Neural Media Bias Detection Using Distant Supervision With BABE -- Bias Annotations By Experts (2209.14557v1)

Published 29 Sep 2022 in cs.CL

Abstract: Media coverage has a substantial effect on the public perception of events. Nevertheless, media outlets are often biased. One way to bias news articles is by altering the word choice. The automatic identification of bias by word choice is challenging, primarily due to the lack of a gold standard data set and high context dependencies. This paper presents BABE, a robust and diverse data set created by trained experts, for media bias research. We also analyze why expert labeling is essential within this domain. Our data set offers better annotation quality and higher inter-annotator agreement than existing work. It consists of 3,700 sentences balanced among topics and outlets, containing media bias labels on the word and sentence level. Based on our data, we also introduce a way to detect bias-inducing sentences in news articles automatically. Our best performing BERT-based model is pre-trained on a larger corpus consisting of distant labels. Fine-tuning and evaluating the model on our proposed supervised data set, we achieve a macro F1-score of 0.804, outperforming existing methods.

Citations (62)

View on Semantic Scholar

Summary

The paper demonstrates that fine-tuning BERT on the expert-labeled BABE dataset combined with distant supervision achieves a macro F1-score of 0.804.
It introduces the BABE dataset with 3,700 expert-annotated sentences and utilizes bias-specific word embeddings to enhance classification accuracy.
The approach outperforms traditional feature-based methods, offering a robust framework for analyzing media bias in politically polarized content.

Neural Media Bias Detection Using Distant Supervision

The paper explores the challenge of detecting media bias in online news articles by introducing a new dataset called BABE (Bias Annotations By Experts) as a robust benchmark, and evaluating neural network classifiers, particularly leveraging the BERT model architecture. The significant improvement in bias detection performance is achieved through a combination of expert-labeled data and a pre-training technique utilizing distant supervision via bias-specific word embeddings.

Motivation and Background

Media bias, particularly through word choice, significantly influences public perceptions and can shape societal discourse. Detecting such bias automatically is complex due to the subjective nature of language and the absence of high-quality labeled datasets. Previous attempts often relied on crowd-sourced annotations, resulting in varying quality due to the annotators' lack of domain expertise. The paper presents BABE as an updated resource with annotations by trained experts, improving annotation quality and inter-annotator agreement.
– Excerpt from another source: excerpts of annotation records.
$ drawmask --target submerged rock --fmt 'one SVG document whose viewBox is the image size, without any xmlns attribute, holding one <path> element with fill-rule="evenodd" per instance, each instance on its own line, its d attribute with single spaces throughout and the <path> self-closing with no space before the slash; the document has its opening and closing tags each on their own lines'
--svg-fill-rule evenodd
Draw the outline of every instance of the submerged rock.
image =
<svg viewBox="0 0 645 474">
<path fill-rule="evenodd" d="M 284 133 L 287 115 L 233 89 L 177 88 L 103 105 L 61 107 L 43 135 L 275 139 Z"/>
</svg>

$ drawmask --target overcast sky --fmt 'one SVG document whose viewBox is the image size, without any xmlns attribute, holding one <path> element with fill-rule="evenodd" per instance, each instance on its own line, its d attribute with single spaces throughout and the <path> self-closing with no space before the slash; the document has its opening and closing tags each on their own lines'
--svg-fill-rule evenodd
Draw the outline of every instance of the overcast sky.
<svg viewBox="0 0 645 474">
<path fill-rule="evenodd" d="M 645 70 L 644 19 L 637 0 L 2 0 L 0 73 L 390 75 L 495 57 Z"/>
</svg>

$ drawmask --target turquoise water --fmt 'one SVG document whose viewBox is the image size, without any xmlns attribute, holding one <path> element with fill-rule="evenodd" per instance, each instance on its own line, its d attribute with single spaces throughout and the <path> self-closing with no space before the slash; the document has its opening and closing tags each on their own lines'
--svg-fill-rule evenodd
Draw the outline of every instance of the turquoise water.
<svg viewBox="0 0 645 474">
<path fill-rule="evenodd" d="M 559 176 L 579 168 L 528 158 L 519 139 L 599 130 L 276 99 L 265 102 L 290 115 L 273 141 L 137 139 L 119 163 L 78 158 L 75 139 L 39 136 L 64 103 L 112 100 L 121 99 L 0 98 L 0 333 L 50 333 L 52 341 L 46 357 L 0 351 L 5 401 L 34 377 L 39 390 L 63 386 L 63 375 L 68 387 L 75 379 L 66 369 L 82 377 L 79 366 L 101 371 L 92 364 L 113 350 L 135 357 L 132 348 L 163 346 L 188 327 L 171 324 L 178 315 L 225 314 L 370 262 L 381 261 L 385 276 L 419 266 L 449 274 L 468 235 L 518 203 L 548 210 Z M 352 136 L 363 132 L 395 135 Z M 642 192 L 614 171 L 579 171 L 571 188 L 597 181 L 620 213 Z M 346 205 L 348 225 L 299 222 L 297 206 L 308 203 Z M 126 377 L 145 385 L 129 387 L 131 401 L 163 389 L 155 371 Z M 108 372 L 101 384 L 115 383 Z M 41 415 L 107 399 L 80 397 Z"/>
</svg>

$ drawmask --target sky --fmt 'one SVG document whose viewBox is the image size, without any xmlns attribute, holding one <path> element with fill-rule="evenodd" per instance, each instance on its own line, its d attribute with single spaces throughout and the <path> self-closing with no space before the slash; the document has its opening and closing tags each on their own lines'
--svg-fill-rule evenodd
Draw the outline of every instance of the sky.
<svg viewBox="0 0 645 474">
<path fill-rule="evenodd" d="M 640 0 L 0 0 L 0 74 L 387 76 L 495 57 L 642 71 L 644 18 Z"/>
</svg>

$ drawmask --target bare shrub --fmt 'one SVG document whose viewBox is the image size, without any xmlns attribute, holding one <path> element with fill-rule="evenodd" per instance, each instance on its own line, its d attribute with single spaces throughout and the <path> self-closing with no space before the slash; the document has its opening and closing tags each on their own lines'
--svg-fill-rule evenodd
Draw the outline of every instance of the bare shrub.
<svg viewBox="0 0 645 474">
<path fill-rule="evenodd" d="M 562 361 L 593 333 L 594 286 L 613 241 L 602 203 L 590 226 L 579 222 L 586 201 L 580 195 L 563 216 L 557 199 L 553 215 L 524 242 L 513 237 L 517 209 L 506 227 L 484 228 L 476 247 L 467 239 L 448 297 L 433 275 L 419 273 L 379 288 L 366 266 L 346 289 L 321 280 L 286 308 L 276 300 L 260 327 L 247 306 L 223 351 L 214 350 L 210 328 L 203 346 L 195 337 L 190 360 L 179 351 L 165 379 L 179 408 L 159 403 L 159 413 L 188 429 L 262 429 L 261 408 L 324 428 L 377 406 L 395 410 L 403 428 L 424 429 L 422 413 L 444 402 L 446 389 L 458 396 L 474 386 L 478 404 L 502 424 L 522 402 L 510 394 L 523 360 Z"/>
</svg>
BABE Dataset and Methodology

The BABE dataset comprises 3,700 annotated sentences, collected and labeled by experts to capture biases at both word and sentence levels. Annotations were focused on controversial topics from diverse U.S. media outlets, during a period marked by increased political polarization. The data collection and annotation process emphasized training annotators to distinguish bias expertly and reliably.

Figure 1: Data collection and annotation workflow highlighting expert-based bias annotation methodology.

Distant Supervision

To augment the classifier's ability to detect bias, a distant supervision approach is employed in pre-training. This involves utilizing a large corpus of news headlines, automatically labeled based on the political leaning of their source, to embed bias information into word vectors. This approach allows leveraging large-scale, noisily-labeled data to improve the initial embedding representations for more effective downstream task learning.

Neural Network Models

The paper evaluates several transformer-based architectures, including BERT, its variants (DistilBERT, RoBERTa), and other models such as ELECTRA and XLNet. The primary focus is on fine-tuning these models on BABE and assessing their performance through macro $F_{1}$ -scores.

Implementation Details

The models were implemented using the HuggingFace Transformers library, fine-tuned via cross-entropy loss optimization. A significant computational resource was a Tesla T4 GPU, with models converging within approximately five hours. BERT and RoBERTa showed the most promise, benefitting substantially from the distant supervision pre-training.

Results and Analysis

The BERT model, especially when enhanced with distant supervision, outperforms traditional feature-based approaches significantly. BERT achieves a macro $F_{1}$ -score of 0.804 on the expanded dataset (SG2), showcases the potential of integrating distant supervision to learn more nuanced bias-specific embeddings. Meanwhile, the baseline model using feature engineering techniques shows inferior performance, highlighting the limitations of traditional methods in handling complex bias phenomena.

Conclusions

The paper confirms that neural models, given high-quality annotations and task-specific pre-training, can substantially advance the state-of-the-art in media bias detection. The combination of distant supervision and expert-labeled datasets forms a compelling strategy, yielding superior representation learning and offering a robust framework for bias analysis in media content. The strategies proposed in this paper, including dataset publication and methodological innovations, pave the way for further advancements in analyzing subjective content using AI.